Introduction

Paraplegia resulting from spinal cord ischemia is the most debilitating complication associated with thoracoabdominal aortic aneurysm repair.1 Various protective approaches have been proposed to decrease the incidence and severity of spinal cord injury. These include epidural cooling, distal aortic perfusion and cerebrospinal fluid drainage.2, 3, 4 To establish new approaches to protect the spinal cord from ischemic damage, a better understanding of the various processes triggered by an insufficient blood supply to the spinal cord is required. The most promising strategy would be to activate endogenous neuroprotective pathways before the surgical procedure and thus, increase the resistance of spinal cord neurons to a transient interruption of blood supply. The small ubiquitin-like modifier (SUMO) conjugation pathway could be such a pathway that protects cells from ischemic insults when activated.

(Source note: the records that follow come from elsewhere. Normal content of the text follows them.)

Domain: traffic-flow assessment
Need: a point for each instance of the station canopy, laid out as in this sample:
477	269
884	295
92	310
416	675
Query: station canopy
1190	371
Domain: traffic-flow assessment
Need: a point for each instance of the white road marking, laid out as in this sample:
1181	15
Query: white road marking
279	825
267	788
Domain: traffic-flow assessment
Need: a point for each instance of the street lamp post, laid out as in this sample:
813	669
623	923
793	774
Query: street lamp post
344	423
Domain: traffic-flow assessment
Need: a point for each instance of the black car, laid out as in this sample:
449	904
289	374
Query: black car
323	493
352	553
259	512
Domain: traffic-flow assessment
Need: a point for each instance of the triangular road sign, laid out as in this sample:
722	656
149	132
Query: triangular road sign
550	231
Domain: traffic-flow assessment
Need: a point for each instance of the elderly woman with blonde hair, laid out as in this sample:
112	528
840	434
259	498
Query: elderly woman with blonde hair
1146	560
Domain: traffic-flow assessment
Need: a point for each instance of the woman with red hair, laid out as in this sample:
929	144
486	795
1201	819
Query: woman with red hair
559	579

SUMO1–3 is a group of small proteins binding to lysine residues of target proteins, thereby modulating their stability, activity and subcellular localization. A large number of SUMO-conjugation target proteins are transcription factors and other nuclear proteins involved in gene expression and genome stability.5, 6 Any substantial change in levels of SUMO-conjugated proteins is therefore expected to have a major impact on the fate of metabolically stressed cells.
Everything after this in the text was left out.